His view was echoed by Joseph Henrotin, a specialist on questions of Defense for CAPRI (Centre for Analysis and Prevention of International Risk).
“To fight against a hitech-guerilla group like Isis requires a lot more than using airplanes, but that's the only thing the French armed forces can do,” he said.
He says cutting the head of the monster by taking out the leaders of Isis in targeted bombing campaigns will resolve little.
“If they cannot reconstruct solid institutions in Syria, the death of the jihadist organisation will only prepare the way for its successor, just as the weakening of Al Qaeda lead to the emergence of Isis,” he said.
François Heisbourg, president of the International Institute of Strategic Studies (IISS) said while air strikes were easy to order and carry out, France would be better off piling its resources into its intelligence services to tackle the “tourist jihadis” in Syria.

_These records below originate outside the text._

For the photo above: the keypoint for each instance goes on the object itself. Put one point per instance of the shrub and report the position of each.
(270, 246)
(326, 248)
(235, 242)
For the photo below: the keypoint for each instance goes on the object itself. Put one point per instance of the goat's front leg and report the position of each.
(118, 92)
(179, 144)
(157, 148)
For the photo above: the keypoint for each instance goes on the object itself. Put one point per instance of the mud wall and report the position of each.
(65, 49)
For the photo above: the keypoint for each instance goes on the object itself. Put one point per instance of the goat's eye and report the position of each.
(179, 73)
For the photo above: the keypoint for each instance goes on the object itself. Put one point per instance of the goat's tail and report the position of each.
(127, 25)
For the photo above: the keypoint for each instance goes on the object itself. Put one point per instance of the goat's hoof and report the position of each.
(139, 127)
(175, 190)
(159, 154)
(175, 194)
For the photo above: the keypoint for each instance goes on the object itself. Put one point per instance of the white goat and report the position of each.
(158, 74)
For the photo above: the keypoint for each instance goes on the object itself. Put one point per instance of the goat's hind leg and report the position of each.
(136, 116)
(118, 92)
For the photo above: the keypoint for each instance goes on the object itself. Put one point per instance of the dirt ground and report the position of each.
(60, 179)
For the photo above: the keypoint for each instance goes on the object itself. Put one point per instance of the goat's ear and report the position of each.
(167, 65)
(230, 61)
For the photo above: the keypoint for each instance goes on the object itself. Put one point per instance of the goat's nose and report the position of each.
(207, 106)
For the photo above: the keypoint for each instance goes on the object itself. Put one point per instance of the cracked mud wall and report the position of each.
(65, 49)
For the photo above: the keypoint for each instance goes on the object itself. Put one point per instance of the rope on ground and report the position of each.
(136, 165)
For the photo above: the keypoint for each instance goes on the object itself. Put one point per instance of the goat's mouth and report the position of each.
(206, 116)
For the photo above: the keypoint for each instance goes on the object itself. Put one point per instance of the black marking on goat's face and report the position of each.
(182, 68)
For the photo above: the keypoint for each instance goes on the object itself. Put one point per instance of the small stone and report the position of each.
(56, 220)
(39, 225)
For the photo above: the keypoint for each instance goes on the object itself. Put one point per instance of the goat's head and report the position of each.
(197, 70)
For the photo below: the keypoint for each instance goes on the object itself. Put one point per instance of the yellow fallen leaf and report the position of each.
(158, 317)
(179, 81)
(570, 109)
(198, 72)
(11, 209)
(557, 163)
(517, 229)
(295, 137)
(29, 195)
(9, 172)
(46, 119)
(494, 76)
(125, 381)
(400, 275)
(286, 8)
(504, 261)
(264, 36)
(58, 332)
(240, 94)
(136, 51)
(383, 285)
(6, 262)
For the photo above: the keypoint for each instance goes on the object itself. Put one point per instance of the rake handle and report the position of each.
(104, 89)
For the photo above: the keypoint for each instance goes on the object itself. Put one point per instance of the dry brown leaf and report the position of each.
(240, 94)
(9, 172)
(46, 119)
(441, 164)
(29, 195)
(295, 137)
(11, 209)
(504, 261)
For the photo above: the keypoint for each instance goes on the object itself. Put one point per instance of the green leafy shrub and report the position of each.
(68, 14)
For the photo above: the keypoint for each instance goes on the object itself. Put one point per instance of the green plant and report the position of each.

“It would be less spectacular but probably more effective,” Heisbourg wrote in Liberation newspaper.
Cameron cited the risk of terror attacks in saying he believed there was “a strong case” for Britain taking part in airstrikes in Syria.
“I believe that case only grows stronger with the growing number of terrorist plots,” he told parliament, adding that six plots against Britain had been disrupted over the past 12 months.
The defeat that Cameron suffered on taking military action in Syria in 2013 was one of the most damaging foreign policy blows to his previous coalition government.
The prime minister needs opposition support to win parliamentary approval for the air strikes, because of his slim parliamentary majority and because some of his own lawmakers are against the move.